Thank You, Mr. Moto
Page 11
At the sight of the first few inches of the painting, I saw Prince Tung’s rather corpulent shoulders twitch. His fingers let the rolls go, so that they came together with a sudden swish. He straightened, and turned toward me so abruptly that I knew he was very much disturbed.
“What is wrong?” I asked. But already Prince Tung had partially recovered from his surprise.
“The picture is excellent,” he said, although his voice was tuned to a new and elusive key. “I do not have to tell one who knows as well as you do that this comes from one of the finest periods. I am familiar with this particular picture. I have admired it twice in my life before. It is the work of the Sung Emperor and one of a set of eight, though it has been separated from the other seven for a long time. For three hundred years this single picture has been among the treasures of the monastery of Heavenly Benevolence in the Wu Tai Valley. Have you asked the young woman more about it? There is something which is not quite correct.”

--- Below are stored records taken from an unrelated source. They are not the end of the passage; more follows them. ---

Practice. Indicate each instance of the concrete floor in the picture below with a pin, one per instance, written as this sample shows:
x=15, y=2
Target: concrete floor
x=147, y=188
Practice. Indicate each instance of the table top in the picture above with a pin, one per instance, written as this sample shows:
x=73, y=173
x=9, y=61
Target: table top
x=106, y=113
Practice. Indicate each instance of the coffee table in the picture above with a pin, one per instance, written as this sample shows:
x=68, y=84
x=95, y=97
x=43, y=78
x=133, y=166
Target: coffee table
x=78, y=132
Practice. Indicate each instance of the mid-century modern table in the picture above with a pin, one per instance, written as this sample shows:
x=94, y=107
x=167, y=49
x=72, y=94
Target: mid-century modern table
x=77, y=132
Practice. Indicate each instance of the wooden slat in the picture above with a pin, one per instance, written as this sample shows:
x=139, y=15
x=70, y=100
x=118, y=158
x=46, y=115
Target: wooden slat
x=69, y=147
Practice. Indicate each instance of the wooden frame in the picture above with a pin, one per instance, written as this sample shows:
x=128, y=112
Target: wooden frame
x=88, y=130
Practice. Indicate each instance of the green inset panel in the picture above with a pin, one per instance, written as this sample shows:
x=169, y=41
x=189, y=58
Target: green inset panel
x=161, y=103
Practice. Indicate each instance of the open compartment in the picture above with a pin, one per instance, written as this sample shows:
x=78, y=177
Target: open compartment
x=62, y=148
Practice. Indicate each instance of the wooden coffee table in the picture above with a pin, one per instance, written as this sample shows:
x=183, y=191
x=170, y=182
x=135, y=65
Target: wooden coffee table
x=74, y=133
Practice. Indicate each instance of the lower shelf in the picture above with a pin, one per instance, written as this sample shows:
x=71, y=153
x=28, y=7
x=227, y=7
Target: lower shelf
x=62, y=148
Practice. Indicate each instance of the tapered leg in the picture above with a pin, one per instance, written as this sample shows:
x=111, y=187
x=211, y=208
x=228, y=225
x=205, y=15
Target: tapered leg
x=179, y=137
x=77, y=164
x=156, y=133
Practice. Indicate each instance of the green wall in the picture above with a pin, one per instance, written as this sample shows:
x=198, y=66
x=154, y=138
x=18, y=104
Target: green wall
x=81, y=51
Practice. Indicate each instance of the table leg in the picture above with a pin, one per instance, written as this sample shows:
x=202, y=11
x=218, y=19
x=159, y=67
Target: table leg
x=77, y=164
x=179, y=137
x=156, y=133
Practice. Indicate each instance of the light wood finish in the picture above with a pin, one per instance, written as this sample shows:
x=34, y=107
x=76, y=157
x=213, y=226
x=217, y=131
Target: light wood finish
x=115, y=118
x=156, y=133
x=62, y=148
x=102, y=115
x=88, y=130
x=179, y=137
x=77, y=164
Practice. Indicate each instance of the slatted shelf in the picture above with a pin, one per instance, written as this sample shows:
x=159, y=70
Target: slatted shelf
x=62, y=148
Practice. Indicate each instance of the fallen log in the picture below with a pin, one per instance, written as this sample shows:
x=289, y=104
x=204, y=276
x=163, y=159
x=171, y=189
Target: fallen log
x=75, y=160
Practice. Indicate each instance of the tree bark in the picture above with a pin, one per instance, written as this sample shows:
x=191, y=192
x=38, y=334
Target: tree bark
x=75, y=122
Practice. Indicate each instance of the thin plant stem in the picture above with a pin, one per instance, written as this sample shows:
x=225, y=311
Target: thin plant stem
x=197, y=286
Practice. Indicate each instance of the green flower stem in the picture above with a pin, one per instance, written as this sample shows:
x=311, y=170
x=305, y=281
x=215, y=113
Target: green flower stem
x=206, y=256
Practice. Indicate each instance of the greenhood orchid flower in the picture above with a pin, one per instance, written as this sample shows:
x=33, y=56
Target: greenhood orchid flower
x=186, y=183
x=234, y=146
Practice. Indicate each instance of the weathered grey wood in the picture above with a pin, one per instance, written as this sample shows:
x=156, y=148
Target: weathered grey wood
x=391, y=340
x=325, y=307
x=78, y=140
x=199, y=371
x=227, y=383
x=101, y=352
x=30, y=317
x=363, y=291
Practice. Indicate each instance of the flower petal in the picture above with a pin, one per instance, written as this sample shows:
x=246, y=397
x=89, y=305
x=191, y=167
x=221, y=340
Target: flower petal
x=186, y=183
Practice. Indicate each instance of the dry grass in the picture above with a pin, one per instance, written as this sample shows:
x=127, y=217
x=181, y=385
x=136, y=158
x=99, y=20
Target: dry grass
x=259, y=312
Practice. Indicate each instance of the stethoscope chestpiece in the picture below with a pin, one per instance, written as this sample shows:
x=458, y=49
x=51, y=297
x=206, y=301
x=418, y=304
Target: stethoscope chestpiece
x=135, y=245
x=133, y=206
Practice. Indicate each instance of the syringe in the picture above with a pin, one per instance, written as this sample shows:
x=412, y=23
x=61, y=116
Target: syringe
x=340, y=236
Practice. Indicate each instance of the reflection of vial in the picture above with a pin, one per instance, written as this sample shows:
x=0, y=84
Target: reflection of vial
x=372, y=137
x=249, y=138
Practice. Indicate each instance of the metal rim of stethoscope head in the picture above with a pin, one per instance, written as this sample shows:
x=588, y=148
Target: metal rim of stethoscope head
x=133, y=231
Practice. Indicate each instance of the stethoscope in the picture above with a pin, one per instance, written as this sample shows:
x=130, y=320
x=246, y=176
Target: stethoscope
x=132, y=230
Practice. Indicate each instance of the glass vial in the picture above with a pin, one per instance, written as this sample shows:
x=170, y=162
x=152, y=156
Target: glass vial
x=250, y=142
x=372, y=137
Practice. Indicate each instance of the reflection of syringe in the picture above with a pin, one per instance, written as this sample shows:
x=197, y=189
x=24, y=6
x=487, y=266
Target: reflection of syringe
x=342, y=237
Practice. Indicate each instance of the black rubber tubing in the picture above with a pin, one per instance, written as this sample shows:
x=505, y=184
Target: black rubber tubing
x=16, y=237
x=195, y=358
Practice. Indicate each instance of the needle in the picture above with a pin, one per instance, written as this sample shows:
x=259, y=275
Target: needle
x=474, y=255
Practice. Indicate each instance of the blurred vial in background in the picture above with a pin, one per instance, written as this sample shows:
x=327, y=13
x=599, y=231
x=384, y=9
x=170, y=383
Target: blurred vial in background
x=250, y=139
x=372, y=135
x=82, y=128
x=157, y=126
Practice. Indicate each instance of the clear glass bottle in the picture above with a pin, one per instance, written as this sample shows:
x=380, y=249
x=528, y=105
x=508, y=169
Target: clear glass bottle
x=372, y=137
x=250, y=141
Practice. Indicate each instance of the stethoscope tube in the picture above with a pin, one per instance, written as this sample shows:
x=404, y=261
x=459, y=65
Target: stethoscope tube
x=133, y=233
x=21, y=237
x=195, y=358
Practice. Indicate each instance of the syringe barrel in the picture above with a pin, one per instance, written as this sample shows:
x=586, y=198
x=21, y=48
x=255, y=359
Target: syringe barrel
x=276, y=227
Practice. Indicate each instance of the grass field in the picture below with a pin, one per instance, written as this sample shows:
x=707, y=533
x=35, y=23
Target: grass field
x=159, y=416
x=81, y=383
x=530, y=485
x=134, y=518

Prince Tung paused and pulled his fan from his neckband and flicked it open. I knew that it was a gesture designed to give him time for thought and also supply a moment in which he might regain his composure; and his next words showed me I was right.
“I am afraid there is something very wrong,” he said. “Something which I do not like. If this picture has appeared on the market here, the transaction is certainly irregular. I know the Abbot very well, my family has been accustomed to give presents to his institution. He valued this picture very highly. Now that it is on the market it can only mean one thing. The Monastery has been looted, the picture is a part of the loot, or else it has been stolen.”
“What is he saying?” asked Eleanor Joyce. “Doesn’t he like the picture?”
I walked across the room and stood near her. If the picture had been looted, I had a very good idea who had taken it and I wondered if she knew.
“I think you had better tell what you know,” I told her. “Where did you hear about this picture?”
“What business is it of yours?” asked Eleanor Joyce, but she moved uneasily in her lacquer chair.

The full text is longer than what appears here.